Olha, se calhar vai-se a ver e é mesmo. Ahhhh, já podiam ter avisado. A malta escusava-se de se chatear, não é?

segunda-feira, agosto 22, 2005

De noite

A minha filha apesar de já ter 1 ano e 5 meses, ainda não diz nenhuma palavra de jeito, só agora começou a mastigar, só há 2 ou 3 semanas começou a andar, não dá beijinhos, não dá abracinhos e só faz festinhas ao avô, aos cães e a um boneco que tem na cama. São coisas que não me chateiam. Mesmo eu, que tenho 36 anos, só há pouco tempo apreendi a fazer saladinha de polvo (e tenho de o comprar já cozido). Ela, pois, que se desenrasque!

Por isso, é com inegável prazer que verifico, que por vezes ela acorda de noite, chora durante uns 3 ou 4 segundos, vai ao fundo da cama buscar o seu biberão, bebe um bocado de água e volta para os seus sonhos. E nós continuamos no nosso quarto e nem precisamos de nos levantar. Maravilha!!!

Olhe desculpe, tem aí uma bocadinho de coerência que me dispense?

Bonito, bonito, era a autora deste blog ter posto esta fotografia, assim, manipulada (como fazem com os que não querem ser reconhecidos, nas peças dos telejornais).
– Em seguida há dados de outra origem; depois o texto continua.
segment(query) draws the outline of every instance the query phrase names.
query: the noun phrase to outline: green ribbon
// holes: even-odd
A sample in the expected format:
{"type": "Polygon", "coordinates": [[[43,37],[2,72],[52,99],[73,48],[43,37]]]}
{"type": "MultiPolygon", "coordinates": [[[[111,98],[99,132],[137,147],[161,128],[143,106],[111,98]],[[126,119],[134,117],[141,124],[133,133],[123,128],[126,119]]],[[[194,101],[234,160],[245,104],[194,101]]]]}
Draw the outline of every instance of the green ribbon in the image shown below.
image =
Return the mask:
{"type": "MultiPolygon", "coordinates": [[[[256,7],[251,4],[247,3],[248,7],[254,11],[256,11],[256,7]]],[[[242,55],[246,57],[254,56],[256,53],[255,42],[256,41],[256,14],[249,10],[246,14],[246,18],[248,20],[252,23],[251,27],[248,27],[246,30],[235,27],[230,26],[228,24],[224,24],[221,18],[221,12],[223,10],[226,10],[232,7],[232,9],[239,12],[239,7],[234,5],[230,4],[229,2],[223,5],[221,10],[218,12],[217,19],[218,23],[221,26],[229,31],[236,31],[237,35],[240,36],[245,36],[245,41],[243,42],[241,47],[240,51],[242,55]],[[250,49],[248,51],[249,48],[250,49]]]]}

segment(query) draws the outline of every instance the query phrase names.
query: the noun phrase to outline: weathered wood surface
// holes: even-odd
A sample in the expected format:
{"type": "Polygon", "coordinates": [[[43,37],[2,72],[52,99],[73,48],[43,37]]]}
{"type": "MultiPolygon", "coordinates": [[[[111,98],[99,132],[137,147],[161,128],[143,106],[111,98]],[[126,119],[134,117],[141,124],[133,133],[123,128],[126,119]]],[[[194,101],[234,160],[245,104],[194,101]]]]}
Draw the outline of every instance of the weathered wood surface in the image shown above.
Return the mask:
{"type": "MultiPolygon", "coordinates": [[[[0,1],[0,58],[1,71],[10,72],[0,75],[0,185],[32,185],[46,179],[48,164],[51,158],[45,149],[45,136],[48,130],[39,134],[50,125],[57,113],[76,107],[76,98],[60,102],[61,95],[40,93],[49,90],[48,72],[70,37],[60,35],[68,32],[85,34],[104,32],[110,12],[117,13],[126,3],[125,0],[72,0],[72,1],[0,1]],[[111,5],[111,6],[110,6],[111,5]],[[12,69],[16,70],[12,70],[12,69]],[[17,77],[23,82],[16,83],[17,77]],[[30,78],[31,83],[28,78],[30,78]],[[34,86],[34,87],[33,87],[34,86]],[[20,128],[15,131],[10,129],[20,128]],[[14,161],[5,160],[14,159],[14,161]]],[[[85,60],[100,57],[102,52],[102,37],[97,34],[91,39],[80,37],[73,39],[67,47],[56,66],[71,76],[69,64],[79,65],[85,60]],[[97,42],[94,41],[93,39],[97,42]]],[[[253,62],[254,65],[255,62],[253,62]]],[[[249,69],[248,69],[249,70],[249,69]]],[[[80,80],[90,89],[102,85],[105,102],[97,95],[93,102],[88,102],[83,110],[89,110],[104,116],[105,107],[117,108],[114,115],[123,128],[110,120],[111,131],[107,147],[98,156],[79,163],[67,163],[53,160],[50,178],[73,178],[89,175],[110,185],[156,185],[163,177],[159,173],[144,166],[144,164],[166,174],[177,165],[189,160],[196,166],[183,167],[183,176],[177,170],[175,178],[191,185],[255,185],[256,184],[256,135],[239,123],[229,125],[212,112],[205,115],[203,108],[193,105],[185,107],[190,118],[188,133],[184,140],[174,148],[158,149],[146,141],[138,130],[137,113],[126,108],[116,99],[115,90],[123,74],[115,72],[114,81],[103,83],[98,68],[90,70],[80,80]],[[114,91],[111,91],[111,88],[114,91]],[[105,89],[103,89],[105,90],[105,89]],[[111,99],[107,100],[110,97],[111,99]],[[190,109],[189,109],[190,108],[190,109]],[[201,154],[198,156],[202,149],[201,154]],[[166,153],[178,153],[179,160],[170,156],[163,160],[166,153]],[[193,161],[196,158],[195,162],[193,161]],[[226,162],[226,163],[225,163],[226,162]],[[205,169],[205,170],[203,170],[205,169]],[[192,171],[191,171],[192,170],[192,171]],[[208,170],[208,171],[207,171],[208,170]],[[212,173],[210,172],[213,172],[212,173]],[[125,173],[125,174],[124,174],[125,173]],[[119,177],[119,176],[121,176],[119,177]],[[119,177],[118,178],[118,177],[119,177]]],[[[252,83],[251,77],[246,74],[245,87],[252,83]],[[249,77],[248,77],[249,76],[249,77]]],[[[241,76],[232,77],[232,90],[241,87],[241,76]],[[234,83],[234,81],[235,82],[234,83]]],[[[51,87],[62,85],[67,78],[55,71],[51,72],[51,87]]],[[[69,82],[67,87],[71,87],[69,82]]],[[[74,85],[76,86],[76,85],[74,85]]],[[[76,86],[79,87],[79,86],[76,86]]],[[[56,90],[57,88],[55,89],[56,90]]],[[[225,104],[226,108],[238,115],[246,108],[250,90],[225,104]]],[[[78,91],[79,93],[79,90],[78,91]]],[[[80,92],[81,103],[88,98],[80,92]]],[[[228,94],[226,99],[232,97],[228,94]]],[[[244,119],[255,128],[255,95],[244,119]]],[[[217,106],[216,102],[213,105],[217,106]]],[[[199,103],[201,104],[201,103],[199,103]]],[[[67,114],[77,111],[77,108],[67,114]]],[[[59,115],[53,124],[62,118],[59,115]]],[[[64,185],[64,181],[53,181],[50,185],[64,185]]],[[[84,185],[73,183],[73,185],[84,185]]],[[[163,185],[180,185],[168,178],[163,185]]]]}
Ou por outro lado, assim está bem, uma vez que a miúda aparenta estar bem de saúde (e é bem giraça). Se estivesse adoentada é que não podia aparecer, não é?

Mais leituras

No post anterior ficaram-me a faltar estes:

A dor das crianças não mente - José Pedro Namora

Porque convém lembrar de vez em quando que foram crianças que foram violadas. E além disso, um estupro (um só que fosse) custa mais na alma e no cu do que uns meses de prisão preventiva.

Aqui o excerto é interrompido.